通説は、二段階に分けて評価するという考え方です。
まず、第一段階は、相続開始時における評価です。
たとえば、相続人が配偶者と子供二人という前提で、相続財産の評価が1000万円、配偶者の特別受益200万円と評価されると、配偶者の相続分は 1000分の400、子の相続分はそれぞれ1000分の300ということになります。
なぜなら、配偶者の相続分は、相続財産+みなし相続財産の1200万円の2分の1であるから600万円ですが、特別受益は既に受領していますから、相続財産1000万円に対しては400万円の相続分を有するにすぎません。
このように、第一段階の評価の目的は、相続人の相続分を算出するために行う評価です。第二段階は、遺産分割時における評価です。

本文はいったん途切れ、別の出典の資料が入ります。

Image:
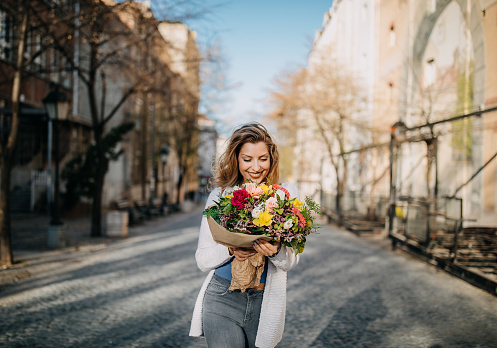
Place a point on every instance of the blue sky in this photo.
(260, 39)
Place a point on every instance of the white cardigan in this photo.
(210, 255)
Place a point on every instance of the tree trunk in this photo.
(178, 187)
(6, 153)
(6, 257)
(96, 214)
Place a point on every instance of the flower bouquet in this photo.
(243, 214)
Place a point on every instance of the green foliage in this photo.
(80, 173)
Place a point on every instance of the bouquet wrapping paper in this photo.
(232, 239)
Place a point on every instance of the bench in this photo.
(141, 206)
(156, 208)
(135, 216)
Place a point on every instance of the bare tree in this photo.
(331, 97)
(29, 17)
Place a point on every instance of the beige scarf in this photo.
(247, 274)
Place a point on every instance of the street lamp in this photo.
(56, 104)
(397, 135)
(164, 154)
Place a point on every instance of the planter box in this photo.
(117, 224)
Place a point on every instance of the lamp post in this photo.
(164, 154)
(397, 135)
(56, 105)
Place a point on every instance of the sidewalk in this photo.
(32, 255)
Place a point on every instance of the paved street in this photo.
(139, 292)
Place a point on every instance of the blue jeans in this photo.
(230, 318)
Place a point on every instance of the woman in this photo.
(256, 317)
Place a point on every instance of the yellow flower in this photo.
(265, 188)
(297, 204)
(264, 219)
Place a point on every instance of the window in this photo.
(6, 36)
(392, 35)
(430, 73)
(390, 92)
(431, 6)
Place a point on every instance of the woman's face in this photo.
(254, 161)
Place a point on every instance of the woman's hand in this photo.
(241, 254)
(266, 248)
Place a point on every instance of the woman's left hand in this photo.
(266, 248)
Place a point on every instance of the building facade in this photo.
(424, 65)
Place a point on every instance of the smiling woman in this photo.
(251, 155)
(254, 161)
(232, 312)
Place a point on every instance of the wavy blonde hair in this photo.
(226, 172)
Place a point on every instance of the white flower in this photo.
(281, 194)
(288, 224)
(256, 212)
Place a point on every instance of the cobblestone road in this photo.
(139, 292)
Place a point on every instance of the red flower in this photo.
(239, 198)
(302, 222)
(278, 187)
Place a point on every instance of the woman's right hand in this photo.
(241, 254)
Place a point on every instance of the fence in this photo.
(435, 229)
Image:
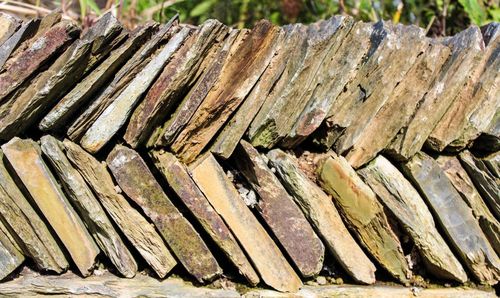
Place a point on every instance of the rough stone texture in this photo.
(137, 181)
(467, 47)
(25, 158)
(455, 218)
(266, 256)
(463, 184)
(405, 204)
(323, 215)
(364, 214)
(485, 183)
(121, 79)
(177, 176)
(10, 254)
(281, 214)
(238, 76)
(175, 79)
(385, 124)
(87, 206)
(134, 226)
(82, 93)
(117, 113)
(28, 61)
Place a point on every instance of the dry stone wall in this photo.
(269, 155)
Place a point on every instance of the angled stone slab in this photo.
(33, 236)
(238, 76)
(322, 214)
(134, 226)
(25, 158)
(310, 45)
(118, 112)
(83, 92)
(11, 256)
(467, 47)
(27, 62)
(465, 187)
(178, 178)
(280, 213)
(455, 218)
(262, 251)
(405, 204)
(195, 97)
(485, 183)
(8, 26)
(121, 80)
(385, 124)
(87, 206)
(341, 65)
(179, 75)
(137, 181)
(365, 215)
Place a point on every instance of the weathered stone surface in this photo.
(323, 215)
(28, 61)
(455, 218)
(194, 98)
(25, 158)
(467, 47)
(280, 213)
(238, 76)
(82, 93)
(117, 113)
(485, 183)
(265, 255)
(134, 226)
(8, 26)
(33, 236)
(463, 184)
(277, 116)
(177, 77)
(385, 124)
(364, 214)
(405, 204)
(87, 206)
(177, 176)
(341, 65)
(137, 181)
(121, 80)
(10, 254)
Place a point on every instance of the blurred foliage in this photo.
(440, 17)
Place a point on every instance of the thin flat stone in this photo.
(322, 214)
(82, 93)
(176, 77)
(141, 234)
(281, 214)
(86, 204)
(237, 78)
(359, 207)
(136, 180)
(10, 254)
(405, 204)
(118, 112)
(262, 251)
(33, 236)
(28, 61)
(25, 158)
(463, 184)
(381, 130)
(177, 176)
(455, 218)
(485, 183)
(467, 47)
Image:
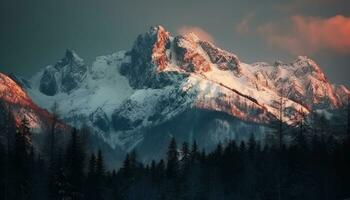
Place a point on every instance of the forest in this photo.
(314, 164)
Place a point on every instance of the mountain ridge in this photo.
(124, 95)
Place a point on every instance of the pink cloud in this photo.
(243, 26)
(308, 35)
(202, 34)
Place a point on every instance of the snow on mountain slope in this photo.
(19, 103)
(123, 95)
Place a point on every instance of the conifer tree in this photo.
(172, 159)
(74, 159)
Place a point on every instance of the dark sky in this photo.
(35, 33)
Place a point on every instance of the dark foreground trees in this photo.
(311, 166)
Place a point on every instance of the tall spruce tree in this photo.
(172, 159)
(22, 160)
(74, 159)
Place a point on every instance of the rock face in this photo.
(14, 99)
(64, 76)
(184, 87)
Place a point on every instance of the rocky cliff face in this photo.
(65, 75)
(181, 86)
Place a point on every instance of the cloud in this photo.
(307, 35)
(296, 5)
(243, 27)
(202, 34)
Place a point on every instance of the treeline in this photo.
(316, 167)
(313, 165)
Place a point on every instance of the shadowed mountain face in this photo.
(180, 87)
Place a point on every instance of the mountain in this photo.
(180, 86)
(13, 98)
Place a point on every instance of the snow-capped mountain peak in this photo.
(164, 78)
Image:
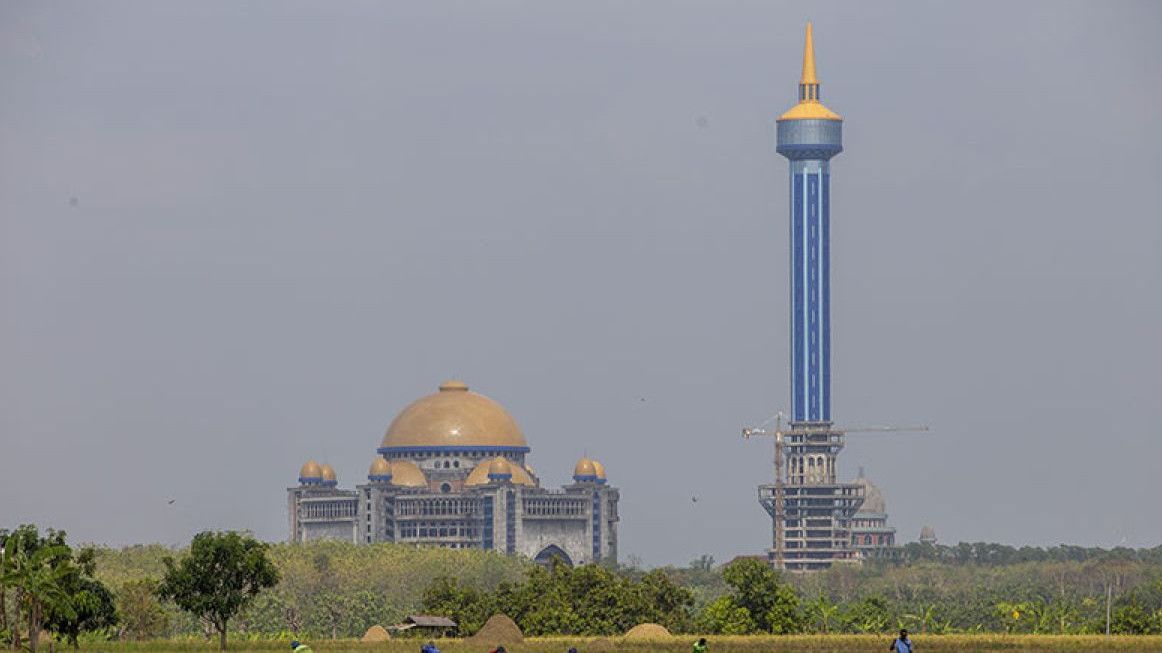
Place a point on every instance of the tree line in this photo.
(231, 585)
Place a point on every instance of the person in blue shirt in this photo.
(902, 644)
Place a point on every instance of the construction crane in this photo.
(777, 433)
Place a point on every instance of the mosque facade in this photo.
(872, 536)
(452, 472)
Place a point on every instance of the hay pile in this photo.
(647, 631)
(377, 633)
(497, 630)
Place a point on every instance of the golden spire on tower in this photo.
(809, 107)
(809, 59)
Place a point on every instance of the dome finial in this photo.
(809, 59)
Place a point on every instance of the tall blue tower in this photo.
(810, 510)
(809, 135)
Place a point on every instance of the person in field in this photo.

たとえば、相続開始後10年後に、ようやく遺産分割の話し合いが行われたとします。相続財産のうち、不動産については相続開始の時より価値が大幅に下落していたような場合には、遺産分割時点において再度評価をしたうえで、第一段階で算出した相続分にしたがって分割を行った方が公平であるということになります。しかし、第一段階での評価を基準にして遺産分割を行ったとしても不公平にならない場合(相続の開始から遺産分割までの期間が短期間であるような場合)は、第一段階の評価=第二段階の評価となりますから、実質的には第一段階の評価にしたがって具体的な相続分を算出することになるでしょう。